Implantation sites from Mrj+/− intercrosses were dissected at E8.25, fixed, stained as whole mount for β-galactosidase expression and then embedded for sectioning as previously described (Hunter et al.,1999).
Equipment and Software
A Leica DMR light microscope (for fluorescent and light images) and Leica DMIL inverted light microscope (for cell culture images) with Photometrics Coolsnap cf camera and Openlab 2.2.2 imaging software program were used to obtain micrographs. Filters used were from Chroma: DAPI (31000) and TRITC (31002). Minimal image processing was performed using Adobe Photoshop 7.0 and figures were constructed using Canvas X.

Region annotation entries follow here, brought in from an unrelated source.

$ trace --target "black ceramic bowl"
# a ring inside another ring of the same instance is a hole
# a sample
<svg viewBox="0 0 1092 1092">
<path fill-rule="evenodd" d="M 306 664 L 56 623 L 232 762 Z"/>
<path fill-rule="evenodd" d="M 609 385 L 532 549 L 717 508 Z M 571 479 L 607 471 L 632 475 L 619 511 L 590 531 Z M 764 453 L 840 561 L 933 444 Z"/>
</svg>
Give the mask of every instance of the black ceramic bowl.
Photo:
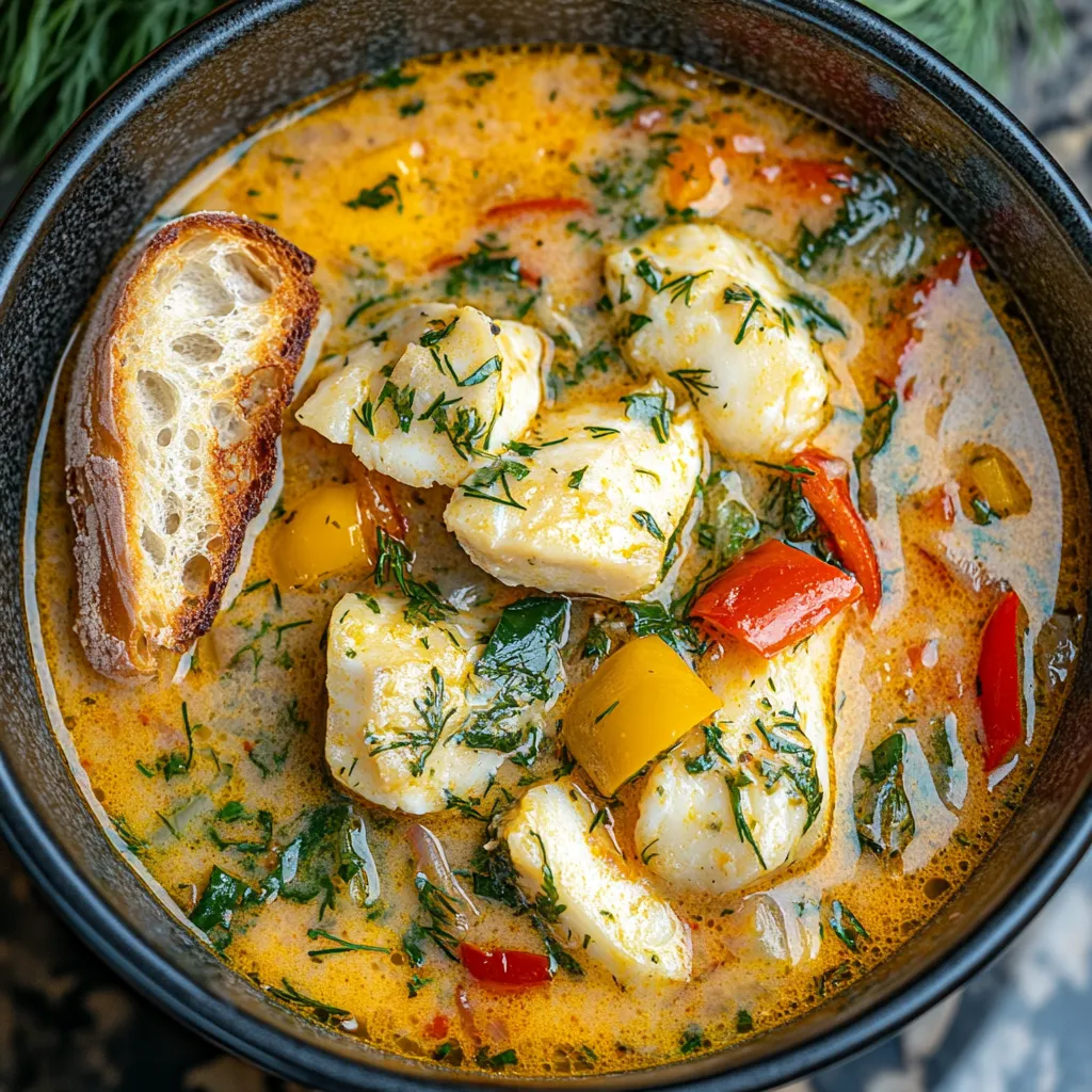
<svg viewBox="0 0 1092 1092">
<path fill-rule="evenodd" d="M 222 1046 L 323 1089 L 474 1082 L 339 1037 L 271 1004 L 164 911 L 111 848 L 58 747 L 24 595 L 26 467 L 50 379 L 111 257 L 204 156 L 357 73 L 456 47 L 596 41 L 757 84 L 876 151 L 961 225 L 1025 309 L 1092 443 L 1092 212 L 997 103 L 844 0 L 254 0 L 139 66 L 68 133 L 0 230 L 0 827 L 69 923 Z M 1023 807 L 960 892 L 877 972 L 727 1054 L 596 1087 L 761 1089 L 888 1034 L 1016 935 L 1092 839 L 1092 655 Z M 557 1083 L 499 1079 L 501 1083 Z M 567 1079 L 572 1082 L 577 1079 Z"/>
</svg>

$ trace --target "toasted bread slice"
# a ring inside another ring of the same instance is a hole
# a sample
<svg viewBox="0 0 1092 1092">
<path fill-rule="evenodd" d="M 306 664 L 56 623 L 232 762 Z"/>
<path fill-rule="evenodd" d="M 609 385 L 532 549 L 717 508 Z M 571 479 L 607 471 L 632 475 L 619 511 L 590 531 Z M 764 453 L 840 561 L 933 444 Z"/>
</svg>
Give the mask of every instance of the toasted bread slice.
<svg viewBox="0 0 1092 1092">
<path fill-rule="evenodd" d="M 314 261 L 200 212 L 119 266 L 83 339 L 66 423 L 75 631 L 111 678 L 153 674 L 212 625 L 277 470 L 314 328 Z"/>
</svg>

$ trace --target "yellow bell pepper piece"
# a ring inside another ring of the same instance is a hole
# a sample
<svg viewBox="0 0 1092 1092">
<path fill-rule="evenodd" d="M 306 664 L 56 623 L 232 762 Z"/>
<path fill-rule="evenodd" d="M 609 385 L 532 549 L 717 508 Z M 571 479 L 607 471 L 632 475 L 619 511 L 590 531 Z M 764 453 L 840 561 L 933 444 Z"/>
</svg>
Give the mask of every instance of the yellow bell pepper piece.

We thank X. Zhao for help with electron microscopy images and Dr. J. Rossant for the Rosa26 TS cell line. This work was funded by grants to J.C. from the Canadian Institutes of Health Research (CIHR) and the Alberta Heritage Foundation for Medical Research (AHFMR). E.W. was supported by a studentship from the CIHR Strategic Training Program in Genetics, Child Health and Development and fellowships from the Centre for Trophoblast Research and the CIHR. D.S. was supported by fellowships from the Lalor Foundation and the AHFMR. D.N. was supported by fellowships from the CIHR and AHFMR. J.C. is a Scientist of the AHFMR.